Not only did Aleister Crowley serve as the Great Beast and the prophet of the Age of Horus, he managed a girl group. The seven women in the Ragged Ragtime Girls played violin and danced. The act was based on the performance of Leila “Whore of Babylon” Waddell. The Great Beast 666 described his experience with them in his autobiography The Confessions of Aleister Crowley.
“In the early part of 1913, my work had apparently settled down to a regular routine. Everything went very well but nothing startling occurred. On March 3rd, the “Ragged Ragtime Girls” opened at the Old Tivoli. It was an immediate success and relieved my mind of all preoccupations with worldly affairs….
“I was free to accompany the “Ragged Ragtime Girls” to Moscow, where they were engaged for the summer, at the Aquarium. They were badly in need of protection. Leila Waddell was the only one with a head on her shoulders. Of the other six, three were dipsomanics, four nymphomaniacs, two hysterically prudish, and all ineradicably convinced that outside England everyone was a robber, ravisher and assassin. They all carried revolvers, which they did not know how to use; though prepared to do so on the first person who spoke to them.

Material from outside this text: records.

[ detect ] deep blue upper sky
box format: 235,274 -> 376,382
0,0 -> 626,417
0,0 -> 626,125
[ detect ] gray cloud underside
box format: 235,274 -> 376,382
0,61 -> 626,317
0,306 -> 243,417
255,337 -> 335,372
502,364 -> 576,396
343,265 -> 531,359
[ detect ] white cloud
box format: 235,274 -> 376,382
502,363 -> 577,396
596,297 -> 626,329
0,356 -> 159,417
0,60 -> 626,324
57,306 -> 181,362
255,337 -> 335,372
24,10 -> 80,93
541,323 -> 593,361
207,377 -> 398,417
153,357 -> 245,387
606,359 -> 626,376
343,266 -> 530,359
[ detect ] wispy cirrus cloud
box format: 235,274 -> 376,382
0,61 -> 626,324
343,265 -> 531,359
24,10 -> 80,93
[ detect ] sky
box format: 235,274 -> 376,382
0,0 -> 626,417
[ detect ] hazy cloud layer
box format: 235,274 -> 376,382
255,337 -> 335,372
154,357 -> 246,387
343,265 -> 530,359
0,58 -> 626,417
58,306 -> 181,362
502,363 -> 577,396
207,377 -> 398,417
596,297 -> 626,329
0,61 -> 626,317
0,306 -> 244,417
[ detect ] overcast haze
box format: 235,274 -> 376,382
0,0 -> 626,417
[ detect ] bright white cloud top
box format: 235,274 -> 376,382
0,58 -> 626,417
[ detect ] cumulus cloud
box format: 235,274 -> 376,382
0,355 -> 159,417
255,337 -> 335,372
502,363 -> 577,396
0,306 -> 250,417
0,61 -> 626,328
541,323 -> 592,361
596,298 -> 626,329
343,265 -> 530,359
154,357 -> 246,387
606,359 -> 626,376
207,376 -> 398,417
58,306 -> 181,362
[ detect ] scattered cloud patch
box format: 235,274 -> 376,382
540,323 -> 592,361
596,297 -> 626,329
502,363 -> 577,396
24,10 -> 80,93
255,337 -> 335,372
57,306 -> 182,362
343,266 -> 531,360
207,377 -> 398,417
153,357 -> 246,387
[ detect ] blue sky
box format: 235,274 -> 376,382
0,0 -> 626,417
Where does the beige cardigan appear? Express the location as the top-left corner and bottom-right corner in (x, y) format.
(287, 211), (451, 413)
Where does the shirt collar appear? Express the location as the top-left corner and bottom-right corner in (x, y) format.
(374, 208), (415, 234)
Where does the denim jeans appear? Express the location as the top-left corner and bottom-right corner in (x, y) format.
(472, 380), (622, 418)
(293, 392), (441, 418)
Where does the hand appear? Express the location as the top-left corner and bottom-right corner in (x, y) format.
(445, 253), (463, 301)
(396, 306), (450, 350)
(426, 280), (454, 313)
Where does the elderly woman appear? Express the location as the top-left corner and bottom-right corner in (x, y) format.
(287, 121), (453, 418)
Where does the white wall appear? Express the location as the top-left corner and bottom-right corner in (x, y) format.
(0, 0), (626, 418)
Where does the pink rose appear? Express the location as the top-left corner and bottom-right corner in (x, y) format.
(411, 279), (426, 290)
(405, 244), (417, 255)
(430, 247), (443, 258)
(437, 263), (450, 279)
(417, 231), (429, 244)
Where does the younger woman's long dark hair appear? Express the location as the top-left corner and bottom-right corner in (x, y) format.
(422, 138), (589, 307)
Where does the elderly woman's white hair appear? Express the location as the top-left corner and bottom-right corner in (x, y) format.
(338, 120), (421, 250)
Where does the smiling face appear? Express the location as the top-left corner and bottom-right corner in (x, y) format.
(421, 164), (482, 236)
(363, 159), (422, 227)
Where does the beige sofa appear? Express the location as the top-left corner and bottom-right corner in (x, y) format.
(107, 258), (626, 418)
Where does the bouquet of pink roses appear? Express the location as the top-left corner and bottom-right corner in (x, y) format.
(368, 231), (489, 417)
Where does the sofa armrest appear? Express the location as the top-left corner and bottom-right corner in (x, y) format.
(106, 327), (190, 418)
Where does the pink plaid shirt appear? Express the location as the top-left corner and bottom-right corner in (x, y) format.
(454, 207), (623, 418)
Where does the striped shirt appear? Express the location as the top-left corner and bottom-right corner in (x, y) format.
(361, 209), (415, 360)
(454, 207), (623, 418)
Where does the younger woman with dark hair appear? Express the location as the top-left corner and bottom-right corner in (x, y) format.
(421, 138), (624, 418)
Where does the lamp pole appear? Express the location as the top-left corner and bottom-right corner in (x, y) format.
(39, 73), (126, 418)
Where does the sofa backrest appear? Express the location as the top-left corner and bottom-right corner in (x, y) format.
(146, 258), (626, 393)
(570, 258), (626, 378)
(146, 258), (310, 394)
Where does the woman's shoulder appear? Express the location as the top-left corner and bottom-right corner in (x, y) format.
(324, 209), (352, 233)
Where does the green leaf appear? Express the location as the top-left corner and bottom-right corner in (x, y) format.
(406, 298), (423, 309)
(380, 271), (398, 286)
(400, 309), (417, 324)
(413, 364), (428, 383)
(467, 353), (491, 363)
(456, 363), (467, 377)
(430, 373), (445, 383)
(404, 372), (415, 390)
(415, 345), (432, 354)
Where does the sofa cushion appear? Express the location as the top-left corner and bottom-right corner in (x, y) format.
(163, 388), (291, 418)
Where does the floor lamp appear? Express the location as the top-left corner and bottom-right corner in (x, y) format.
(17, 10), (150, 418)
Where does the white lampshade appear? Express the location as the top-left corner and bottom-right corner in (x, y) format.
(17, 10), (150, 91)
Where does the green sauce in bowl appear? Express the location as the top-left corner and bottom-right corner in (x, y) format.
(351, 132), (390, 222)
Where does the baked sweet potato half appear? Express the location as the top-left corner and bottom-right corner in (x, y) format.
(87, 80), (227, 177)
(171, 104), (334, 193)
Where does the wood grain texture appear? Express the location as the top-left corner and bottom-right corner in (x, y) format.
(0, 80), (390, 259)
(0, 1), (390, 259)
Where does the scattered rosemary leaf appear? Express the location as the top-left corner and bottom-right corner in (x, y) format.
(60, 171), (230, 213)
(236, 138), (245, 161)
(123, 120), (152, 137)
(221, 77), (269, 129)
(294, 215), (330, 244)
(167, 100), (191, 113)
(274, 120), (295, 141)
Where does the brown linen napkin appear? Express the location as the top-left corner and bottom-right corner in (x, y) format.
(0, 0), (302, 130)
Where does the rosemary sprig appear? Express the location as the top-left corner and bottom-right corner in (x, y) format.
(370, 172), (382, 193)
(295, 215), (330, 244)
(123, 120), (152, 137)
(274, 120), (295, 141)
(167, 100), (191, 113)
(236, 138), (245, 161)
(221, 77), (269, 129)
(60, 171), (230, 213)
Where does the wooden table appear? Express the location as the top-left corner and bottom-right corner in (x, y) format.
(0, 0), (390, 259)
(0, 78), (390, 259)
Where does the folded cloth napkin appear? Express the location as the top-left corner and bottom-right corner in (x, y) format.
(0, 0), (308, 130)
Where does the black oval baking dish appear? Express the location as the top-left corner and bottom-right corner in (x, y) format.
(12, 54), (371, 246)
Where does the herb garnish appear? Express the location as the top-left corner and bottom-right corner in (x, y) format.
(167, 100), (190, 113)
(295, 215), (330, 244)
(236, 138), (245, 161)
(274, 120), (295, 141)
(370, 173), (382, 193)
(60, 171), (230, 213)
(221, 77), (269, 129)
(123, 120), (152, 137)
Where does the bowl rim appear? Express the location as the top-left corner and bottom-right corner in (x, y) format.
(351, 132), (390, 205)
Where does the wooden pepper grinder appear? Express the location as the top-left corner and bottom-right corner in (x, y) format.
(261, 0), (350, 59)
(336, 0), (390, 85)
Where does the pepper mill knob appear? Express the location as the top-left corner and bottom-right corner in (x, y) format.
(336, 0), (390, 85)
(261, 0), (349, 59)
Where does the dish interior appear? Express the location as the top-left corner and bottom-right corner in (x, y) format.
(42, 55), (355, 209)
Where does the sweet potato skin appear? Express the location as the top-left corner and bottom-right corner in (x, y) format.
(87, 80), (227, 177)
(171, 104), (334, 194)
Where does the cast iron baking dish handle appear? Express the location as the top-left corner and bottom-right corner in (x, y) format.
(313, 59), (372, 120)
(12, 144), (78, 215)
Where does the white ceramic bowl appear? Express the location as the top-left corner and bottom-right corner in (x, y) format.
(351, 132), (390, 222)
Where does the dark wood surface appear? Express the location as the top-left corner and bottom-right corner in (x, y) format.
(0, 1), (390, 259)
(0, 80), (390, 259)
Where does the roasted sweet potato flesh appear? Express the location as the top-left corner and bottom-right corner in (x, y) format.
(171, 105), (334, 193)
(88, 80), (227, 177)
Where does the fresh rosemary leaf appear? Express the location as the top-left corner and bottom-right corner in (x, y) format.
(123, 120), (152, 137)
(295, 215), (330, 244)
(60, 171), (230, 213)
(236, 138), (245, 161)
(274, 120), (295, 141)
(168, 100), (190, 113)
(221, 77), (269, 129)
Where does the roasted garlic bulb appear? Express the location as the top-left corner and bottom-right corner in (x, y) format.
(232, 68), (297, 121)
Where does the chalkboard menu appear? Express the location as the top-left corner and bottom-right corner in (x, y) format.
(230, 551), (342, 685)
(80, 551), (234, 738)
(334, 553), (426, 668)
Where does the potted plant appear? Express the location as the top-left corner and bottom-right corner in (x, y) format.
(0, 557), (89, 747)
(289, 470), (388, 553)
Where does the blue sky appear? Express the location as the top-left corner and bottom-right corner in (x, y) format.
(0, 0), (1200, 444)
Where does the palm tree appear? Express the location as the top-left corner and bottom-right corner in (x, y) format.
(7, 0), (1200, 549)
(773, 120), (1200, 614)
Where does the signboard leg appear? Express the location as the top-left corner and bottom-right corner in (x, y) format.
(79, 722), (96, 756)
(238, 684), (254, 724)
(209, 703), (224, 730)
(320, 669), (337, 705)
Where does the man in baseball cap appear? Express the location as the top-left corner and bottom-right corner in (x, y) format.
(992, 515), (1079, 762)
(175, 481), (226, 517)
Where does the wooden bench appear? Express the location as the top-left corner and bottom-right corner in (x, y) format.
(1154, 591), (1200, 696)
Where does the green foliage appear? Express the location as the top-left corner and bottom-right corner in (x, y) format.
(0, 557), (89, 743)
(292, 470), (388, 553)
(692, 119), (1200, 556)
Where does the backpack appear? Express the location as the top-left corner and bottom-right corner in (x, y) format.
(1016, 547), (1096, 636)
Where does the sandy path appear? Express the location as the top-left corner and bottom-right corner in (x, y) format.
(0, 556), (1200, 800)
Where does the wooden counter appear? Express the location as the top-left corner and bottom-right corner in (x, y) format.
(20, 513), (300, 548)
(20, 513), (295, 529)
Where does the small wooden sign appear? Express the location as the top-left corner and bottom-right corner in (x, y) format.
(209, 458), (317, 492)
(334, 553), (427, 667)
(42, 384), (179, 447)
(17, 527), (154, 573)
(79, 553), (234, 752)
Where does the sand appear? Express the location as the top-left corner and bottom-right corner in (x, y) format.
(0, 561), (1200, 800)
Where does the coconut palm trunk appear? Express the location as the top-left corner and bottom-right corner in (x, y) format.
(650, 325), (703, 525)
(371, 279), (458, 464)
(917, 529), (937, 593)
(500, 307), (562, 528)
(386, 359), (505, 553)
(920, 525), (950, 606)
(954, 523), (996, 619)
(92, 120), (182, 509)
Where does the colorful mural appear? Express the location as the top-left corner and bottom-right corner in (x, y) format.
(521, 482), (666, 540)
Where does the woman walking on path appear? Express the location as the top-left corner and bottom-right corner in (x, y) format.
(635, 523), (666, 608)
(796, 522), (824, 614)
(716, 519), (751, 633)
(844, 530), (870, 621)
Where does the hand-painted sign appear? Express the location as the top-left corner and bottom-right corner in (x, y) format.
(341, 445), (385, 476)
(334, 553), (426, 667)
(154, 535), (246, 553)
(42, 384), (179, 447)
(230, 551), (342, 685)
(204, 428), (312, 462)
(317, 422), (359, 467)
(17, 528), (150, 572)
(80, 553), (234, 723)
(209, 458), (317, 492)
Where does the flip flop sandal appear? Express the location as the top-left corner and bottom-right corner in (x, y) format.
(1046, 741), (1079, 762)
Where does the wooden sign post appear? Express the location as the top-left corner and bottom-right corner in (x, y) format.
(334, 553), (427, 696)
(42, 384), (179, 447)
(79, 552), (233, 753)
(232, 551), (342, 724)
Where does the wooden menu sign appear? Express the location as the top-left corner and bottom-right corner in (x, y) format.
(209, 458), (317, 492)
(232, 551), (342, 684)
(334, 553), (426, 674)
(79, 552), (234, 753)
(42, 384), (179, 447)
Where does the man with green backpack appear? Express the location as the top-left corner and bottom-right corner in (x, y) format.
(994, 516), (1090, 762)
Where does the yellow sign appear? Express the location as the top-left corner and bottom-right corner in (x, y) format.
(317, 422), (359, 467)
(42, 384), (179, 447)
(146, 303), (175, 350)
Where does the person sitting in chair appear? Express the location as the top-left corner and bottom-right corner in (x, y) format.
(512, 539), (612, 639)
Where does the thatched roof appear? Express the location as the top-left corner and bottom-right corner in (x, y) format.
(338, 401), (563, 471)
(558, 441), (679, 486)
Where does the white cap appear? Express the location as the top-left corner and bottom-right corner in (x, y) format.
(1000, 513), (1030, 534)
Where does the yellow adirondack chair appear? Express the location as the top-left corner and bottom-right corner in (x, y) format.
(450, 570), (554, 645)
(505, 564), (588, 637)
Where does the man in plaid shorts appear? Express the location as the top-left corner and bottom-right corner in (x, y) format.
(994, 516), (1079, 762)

“At the Russian frontier, we plunged from civilization and order, headlong into confusion and anarchy. No one on the train could speak a word even of German. We were thrown out at Warsaw into a desolation which could hardly have been exceeded had we dropped on the moon. At last we found a loafer who spoke a little German, but no man knew or cared about the trains to Moscow. We ultimately drove to another station. A train was due to leave, but they would not find us accommodation. We drove once more across the incoherent city and this time found room in a train which hoped to go to Moscow at the average rate of some ten miles an hour. The compartment contained shelves covered with loose dirty straw on which the passengers indiscriminately drank, gambled, quarrelled and made love. There was no discipline, no order, no convenience. At first I blamed myself, my ignorance of the language and so on, for the muddle in Warsaw; but the British counsul told me that he had himself been held up there by railway mismanagement on one occasion for forty-eight hours. When we reached Moscow there was no one at the station who could take charge of our part. We found an hotel for ourselves, and rooms for the girls, more by good luck than design. About one in the morning they sent for Leila to rescue them. She found them standing on rickety tables, screaming with fear. They had been attacked by bed-bugs. Luckily I had warned Leila that in Russia the bug is as inseparable from the bed as the snail from his shell.”